Capturing water from the rain is a great way to improve your garden’s self-sufficiency and have a water-wise garden. Rain barrels or cisterns capture the rain water to save it for a dry periods.
Some gardeners collect the condensation water from their air conditioner in the summer to use in the garden. Others will stick a bucket in the shower with them when they bath to collect water and use in the garden. Systems for rain catching generally use an existing structure like the roof of a shed or barn to catch water for later use. Larger operations will use retaining ponds to save water and irrigate crops with it.
Growing Cover Crops
Plant nutrition is essential and cover crops can help with that. After growing nutrient intensive vegetables a garden needs replenished with compost or fertilizers. The need for fertilizers can be greatly diminished by planting cover crops that return the nutrients to the soil like clover. As a legume, clover does an excellent job at capturing nitrogen. When it decays in the soil the nitrogen breaks down and other plants get to use it. I’ve even used clover clippings from the yard to make a clover tea. I’ll let it the clover steep in the sun for a day or two in a bottle of water then water plants with it.

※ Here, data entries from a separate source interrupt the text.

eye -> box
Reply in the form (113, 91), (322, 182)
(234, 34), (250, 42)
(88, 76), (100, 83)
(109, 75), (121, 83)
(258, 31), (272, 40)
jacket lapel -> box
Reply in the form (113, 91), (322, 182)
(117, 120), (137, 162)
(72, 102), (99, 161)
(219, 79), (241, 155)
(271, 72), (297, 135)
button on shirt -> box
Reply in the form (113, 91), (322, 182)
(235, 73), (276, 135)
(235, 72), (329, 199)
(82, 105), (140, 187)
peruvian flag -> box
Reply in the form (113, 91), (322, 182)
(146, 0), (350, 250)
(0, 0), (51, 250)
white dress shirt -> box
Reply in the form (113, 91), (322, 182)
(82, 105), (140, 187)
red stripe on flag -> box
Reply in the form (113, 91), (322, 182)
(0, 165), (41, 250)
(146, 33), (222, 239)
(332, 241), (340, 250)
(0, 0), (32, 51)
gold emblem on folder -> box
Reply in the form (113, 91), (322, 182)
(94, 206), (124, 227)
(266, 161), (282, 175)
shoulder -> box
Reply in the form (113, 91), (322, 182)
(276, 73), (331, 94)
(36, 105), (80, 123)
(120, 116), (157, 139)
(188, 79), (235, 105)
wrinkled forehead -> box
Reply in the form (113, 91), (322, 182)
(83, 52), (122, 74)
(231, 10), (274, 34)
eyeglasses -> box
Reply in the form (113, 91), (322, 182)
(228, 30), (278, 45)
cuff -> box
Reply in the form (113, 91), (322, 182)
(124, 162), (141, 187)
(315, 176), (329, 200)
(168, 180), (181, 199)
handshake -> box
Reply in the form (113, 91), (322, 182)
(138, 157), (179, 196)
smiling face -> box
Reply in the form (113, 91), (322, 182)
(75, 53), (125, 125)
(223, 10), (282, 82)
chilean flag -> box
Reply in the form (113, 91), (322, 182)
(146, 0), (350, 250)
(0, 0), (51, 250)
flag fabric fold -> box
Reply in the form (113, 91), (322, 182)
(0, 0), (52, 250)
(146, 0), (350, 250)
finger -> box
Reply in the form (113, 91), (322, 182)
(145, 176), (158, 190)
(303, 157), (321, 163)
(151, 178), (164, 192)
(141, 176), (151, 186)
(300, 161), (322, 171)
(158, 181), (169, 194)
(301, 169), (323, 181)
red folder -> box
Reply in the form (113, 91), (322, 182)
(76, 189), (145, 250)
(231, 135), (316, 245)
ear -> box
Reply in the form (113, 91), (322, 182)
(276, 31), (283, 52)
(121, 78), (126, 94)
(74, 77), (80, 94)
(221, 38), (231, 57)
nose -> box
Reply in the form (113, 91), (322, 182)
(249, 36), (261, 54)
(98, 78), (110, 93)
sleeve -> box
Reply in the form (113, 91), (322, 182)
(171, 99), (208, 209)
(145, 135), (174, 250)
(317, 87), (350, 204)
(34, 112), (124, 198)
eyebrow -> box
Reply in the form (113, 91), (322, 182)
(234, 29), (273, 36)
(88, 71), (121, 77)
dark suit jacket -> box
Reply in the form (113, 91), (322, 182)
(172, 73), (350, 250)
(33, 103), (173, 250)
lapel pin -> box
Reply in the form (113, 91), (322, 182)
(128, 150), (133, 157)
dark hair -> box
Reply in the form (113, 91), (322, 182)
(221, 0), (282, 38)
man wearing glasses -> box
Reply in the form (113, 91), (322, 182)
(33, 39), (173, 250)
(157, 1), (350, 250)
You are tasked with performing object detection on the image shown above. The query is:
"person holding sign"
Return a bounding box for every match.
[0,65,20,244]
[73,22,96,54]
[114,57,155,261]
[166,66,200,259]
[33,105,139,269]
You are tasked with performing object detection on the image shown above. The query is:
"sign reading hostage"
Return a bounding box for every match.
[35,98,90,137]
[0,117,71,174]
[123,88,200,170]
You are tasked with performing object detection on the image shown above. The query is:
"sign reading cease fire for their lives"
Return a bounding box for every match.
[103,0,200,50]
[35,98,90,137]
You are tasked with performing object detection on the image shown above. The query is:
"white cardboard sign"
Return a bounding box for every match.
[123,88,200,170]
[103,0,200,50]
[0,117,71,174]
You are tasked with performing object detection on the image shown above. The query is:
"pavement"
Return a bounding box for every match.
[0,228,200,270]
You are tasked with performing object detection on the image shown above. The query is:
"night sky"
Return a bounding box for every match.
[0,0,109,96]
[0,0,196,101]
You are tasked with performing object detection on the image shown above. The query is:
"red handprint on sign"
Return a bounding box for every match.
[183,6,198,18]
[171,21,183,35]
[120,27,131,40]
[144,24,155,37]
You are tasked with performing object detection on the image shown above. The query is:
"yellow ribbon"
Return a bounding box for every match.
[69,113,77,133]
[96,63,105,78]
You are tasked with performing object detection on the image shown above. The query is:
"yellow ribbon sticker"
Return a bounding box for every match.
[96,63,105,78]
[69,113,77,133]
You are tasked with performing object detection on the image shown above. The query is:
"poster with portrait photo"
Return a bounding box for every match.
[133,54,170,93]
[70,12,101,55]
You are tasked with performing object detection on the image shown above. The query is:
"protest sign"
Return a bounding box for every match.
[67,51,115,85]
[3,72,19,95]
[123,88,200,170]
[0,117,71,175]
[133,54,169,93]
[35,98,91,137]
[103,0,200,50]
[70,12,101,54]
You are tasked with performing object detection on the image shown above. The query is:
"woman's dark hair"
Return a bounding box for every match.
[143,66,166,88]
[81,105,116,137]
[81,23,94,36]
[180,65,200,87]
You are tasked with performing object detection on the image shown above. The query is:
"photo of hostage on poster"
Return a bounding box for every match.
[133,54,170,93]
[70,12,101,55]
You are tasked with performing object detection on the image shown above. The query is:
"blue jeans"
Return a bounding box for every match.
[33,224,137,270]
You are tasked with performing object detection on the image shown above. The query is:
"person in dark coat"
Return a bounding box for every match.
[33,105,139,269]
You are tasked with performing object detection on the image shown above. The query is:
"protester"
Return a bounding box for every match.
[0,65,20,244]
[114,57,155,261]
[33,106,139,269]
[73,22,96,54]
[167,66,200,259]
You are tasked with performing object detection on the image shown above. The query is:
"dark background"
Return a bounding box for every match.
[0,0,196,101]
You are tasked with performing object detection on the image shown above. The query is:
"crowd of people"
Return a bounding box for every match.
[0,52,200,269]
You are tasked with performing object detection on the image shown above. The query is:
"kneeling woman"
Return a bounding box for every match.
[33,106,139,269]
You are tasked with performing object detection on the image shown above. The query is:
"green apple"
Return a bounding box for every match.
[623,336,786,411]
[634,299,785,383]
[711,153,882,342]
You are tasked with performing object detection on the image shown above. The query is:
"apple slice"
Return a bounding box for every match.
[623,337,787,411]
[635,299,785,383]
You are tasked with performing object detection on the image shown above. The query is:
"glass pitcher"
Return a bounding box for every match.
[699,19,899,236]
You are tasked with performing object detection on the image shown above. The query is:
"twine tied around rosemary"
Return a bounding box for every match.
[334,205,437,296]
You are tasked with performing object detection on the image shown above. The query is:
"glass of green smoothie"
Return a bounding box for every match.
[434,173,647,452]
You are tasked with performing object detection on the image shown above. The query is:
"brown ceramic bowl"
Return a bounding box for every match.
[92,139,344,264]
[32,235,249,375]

Avoid Pesticides with Companion Planting
Companion planting is one of my favorite techniques for pest control. Companion plants offer protection for crops by encouraging pest predators to visit the garden. My favorite garden vegetable is the tomato which I also always plant near basil. Basil protects tomatoes from the tomato hornworm (in my experience). I haven’t seen that fat green worm eating tomato plants in my garden since I started planting basil nearby. Other companion planting combinations can be used to protect other vegetables.
An excellent resource on companion planting is the book Carrots Love Tomatoes (Amazon Link).
Save Your Own Seeds
I love collecting seeds. It’s one of the reasons I primarily grow heirlooms in my garden. An heirloom plant generally will breed a very similar plant from its seeds as long as it hasn’t cross pollinated with another variety. That makes a hybrid. To save seeds reliably you often have to isolate plants if you grow more than one variety of the same plant.
If you grow a ‘Moon and Stars’ watermelon and nearby have an ‘Orangeglo’ you might end up with one you could call ‘Orange Moon’, ‘Orange Stars’, or ‘Glo-Moon’ but chances are it would not be the same as the mommy and daddy watermelon. That’s not a bad thing necessarily unless you really want the exact same plant from your seeds every year. Hybrids can be tastier, more unique, or have a better disease resistance. Often they aren’t.
It’s a roll of the dice that can be kind of fun to experiment with and see the result. The key is to never plant a vegetable you don’t like so that if something does cross you’ll end up with a plant that has some of the good qualities of the parent plants.
Saving your own seeds saves you money but if done selectively can also create better adapted strains of the vegetables you like. Only collect seeds from plants that have performed very well in your garden and display desirable characteristics. If you planted two ‘Brandywine’ tomato plants next to each other and one experienced wilt but the other didn’t – save seeds from the one that didn’t. You may have discovered a strain that could be more resistant! That would be something worth saving!
From the soil to the table a self-sufficient garden would do it all. How self-sufficient is your garden?